Bhavna Patel and Ashley Gray
The psychological impact of ocular disease and testing the lighter side of optics
Sometimes eyecare professionals (ECPs) can become so tied up with optic discs, OCT scans and treatment and management options for their patients, they can forget about their patient as a person and what a poor diagnosis might mean to them, said Dr Patel. Sharing the WHO’s quality-of-life definition, his presentation could apply to any ocular condition, including dry eye and even difficult refractions, he said, but, given his specialty, he would focus on glaucoma.
Multiple studies describe the increased prevalence of anxiety and depression in glaucoma patients. For example, one showed that 34% of patients had a moderate to severe psychological fear of blindness when diagnosed.

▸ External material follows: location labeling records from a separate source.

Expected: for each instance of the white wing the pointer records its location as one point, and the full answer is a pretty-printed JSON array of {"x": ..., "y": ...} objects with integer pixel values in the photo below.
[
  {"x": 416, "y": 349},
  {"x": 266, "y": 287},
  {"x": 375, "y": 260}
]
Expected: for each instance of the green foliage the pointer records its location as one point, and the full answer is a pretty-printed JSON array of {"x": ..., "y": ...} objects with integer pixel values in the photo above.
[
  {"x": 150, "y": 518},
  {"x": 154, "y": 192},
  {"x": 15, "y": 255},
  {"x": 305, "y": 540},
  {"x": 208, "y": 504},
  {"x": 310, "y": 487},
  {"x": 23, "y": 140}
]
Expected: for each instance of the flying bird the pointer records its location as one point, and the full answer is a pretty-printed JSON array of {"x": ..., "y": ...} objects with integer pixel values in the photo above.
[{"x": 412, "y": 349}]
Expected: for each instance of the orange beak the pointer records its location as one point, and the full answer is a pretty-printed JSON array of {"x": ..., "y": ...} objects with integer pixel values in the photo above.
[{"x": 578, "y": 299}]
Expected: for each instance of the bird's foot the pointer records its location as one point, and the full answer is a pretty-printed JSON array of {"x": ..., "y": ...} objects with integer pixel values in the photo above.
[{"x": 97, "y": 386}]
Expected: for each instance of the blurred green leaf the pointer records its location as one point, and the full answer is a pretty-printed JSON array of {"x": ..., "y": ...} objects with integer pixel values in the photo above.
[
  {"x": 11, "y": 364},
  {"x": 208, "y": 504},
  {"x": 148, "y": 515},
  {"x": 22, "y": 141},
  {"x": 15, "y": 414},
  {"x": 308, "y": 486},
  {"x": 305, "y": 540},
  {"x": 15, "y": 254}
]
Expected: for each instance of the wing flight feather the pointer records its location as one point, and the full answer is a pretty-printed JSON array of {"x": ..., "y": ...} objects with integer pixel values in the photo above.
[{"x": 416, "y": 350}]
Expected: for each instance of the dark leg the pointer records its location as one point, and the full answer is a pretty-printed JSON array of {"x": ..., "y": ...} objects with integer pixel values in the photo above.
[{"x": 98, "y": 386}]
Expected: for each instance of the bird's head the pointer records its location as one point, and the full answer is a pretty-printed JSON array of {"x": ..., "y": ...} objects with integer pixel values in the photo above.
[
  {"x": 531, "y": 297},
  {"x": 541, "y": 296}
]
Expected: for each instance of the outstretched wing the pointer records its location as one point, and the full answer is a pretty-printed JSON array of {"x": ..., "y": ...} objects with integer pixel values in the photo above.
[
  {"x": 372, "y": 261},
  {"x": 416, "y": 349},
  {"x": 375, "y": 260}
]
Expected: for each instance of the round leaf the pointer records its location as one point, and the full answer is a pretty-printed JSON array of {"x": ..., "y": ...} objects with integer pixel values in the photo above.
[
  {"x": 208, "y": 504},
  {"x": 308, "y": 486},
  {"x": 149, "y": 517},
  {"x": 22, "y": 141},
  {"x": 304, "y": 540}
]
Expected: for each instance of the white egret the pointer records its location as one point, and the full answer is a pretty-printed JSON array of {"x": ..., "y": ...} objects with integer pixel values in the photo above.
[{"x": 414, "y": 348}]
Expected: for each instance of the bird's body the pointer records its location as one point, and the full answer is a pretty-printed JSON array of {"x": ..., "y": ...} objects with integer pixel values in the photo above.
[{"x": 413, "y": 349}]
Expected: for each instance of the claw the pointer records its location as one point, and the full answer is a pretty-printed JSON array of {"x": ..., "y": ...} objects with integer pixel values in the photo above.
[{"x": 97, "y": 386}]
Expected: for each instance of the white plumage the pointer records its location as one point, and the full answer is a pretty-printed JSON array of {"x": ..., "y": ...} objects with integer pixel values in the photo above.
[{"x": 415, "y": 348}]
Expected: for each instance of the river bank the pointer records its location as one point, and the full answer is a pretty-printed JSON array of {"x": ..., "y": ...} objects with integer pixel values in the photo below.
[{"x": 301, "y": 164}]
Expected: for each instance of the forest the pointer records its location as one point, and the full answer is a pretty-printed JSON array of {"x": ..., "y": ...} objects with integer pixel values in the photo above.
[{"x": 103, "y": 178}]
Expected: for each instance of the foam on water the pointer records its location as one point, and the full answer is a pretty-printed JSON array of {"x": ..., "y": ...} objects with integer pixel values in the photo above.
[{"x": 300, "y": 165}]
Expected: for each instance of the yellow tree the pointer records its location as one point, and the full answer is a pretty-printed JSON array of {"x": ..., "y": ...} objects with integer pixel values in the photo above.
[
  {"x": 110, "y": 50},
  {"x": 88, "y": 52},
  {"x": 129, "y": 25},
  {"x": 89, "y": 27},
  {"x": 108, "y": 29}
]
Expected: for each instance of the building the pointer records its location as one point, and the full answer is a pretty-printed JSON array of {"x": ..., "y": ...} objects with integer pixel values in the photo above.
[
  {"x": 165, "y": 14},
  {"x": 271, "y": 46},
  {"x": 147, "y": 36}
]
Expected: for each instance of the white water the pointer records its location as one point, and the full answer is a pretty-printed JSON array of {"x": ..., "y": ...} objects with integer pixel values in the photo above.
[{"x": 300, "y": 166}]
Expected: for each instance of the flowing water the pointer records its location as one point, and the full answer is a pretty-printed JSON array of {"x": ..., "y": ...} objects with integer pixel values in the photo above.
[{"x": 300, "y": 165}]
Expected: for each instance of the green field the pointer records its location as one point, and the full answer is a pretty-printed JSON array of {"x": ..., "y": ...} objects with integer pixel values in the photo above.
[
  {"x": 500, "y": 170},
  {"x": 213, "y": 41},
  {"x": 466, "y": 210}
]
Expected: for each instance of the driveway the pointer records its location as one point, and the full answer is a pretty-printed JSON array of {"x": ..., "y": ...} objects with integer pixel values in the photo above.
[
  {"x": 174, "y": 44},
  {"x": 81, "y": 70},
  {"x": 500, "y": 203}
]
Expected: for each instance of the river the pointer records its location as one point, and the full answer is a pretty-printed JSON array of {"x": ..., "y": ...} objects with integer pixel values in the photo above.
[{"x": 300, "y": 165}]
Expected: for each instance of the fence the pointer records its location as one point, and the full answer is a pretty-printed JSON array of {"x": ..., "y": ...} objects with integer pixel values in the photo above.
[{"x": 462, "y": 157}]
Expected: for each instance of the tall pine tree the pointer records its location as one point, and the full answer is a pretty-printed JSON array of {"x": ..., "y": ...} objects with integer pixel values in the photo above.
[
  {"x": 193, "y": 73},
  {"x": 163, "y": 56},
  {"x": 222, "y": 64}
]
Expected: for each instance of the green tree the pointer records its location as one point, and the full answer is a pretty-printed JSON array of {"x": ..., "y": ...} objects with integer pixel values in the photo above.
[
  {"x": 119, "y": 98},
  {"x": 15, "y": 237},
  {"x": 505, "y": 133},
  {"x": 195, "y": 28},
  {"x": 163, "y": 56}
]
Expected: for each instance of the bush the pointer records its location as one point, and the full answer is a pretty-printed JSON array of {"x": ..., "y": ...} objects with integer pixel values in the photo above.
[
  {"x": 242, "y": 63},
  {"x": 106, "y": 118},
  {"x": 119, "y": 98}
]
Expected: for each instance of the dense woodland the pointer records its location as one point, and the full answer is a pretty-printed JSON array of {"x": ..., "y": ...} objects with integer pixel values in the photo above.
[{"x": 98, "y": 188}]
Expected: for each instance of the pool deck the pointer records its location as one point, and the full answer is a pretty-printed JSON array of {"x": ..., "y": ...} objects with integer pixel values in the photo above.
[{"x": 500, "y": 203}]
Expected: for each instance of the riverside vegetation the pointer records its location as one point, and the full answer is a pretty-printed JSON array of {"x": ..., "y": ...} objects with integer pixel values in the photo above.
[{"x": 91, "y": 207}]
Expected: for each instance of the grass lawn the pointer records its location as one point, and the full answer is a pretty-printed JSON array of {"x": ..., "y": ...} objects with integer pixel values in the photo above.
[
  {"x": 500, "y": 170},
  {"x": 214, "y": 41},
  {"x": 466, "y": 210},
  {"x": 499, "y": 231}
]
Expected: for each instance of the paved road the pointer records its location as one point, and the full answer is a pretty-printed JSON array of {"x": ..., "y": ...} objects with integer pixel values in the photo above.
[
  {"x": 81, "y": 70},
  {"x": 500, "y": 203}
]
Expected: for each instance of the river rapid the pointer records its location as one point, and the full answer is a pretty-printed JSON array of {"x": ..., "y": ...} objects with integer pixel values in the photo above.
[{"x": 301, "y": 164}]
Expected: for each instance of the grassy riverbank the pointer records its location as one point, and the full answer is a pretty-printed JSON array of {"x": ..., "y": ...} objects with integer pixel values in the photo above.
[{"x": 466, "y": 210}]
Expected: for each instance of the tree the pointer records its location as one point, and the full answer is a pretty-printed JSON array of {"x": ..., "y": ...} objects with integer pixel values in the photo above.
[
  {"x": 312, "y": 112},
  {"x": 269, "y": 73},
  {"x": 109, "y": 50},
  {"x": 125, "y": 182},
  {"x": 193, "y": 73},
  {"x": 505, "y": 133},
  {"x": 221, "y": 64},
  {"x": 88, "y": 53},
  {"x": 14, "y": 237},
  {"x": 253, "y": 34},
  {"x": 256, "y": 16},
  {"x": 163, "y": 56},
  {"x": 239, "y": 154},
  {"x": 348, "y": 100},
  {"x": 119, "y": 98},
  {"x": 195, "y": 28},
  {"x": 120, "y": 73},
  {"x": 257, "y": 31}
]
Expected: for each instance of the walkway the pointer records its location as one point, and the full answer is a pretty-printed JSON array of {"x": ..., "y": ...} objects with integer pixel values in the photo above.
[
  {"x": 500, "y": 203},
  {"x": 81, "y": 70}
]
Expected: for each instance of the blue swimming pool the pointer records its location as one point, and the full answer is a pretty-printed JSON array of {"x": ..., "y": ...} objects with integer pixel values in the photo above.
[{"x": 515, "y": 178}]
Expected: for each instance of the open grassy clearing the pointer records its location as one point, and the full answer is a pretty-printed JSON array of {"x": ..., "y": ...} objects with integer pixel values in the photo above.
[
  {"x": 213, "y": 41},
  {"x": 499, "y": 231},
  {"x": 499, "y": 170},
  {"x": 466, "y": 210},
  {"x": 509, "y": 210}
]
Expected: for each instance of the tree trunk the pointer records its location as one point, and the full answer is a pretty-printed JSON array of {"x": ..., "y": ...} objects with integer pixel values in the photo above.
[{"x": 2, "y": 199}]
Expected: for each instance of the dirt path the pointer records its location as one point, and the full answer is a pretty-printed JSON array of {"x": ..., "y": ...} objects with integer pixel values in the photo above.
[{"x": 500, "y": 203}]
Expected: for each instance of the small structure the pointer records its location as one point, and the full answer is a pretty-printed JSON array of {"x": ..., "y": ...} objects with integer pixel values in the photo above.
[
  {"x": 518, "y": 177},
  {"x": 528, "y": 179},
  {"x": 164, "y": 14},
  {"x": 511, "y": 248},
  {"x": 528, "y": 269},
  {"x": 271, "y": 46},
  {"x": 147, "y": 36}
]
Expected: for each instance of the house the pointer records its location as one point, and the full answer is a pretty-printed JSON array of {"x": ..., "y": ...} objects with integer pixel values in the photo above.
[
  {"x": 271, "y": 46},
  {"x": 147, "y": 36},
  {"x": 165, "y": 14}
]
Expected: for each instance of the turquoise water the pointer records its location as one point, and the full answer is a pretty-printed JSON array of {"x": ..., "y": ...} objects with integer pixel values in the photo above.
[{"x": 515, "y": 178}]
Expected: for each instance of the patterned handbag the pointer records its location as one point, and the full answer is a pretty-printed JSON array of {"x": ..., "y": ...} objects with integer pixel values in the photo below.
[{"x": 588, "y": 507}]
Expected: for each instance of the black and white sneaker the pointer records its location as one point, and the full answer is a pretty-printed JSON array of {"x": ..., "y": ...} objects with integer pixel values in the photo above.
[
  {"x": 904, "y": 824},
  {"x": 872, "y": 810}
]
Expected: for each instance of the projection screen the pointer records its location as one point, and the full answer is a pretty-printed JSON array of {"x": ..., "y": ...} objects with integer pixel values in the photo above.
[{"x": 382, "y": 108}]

Dr Patel then discussed factors which increase stress at diagnosis, such as a lack of understanding about the disease and its treatment options, and how that can be mitigated and then managed by the ECP*. This is important as it can also improve treatment adherence and outcomes, he said.
Replacing Dr Chong’s talk and bringing the evening to a close, the ESA team had devised an amusing and lateral-thinking optics quiz. Who knew you could make so many five-letter words from the word ‘ophthalmologist’?
*Dr Hussain Patel will be tackling this subject in more detail in an article for NZ Optics later this year.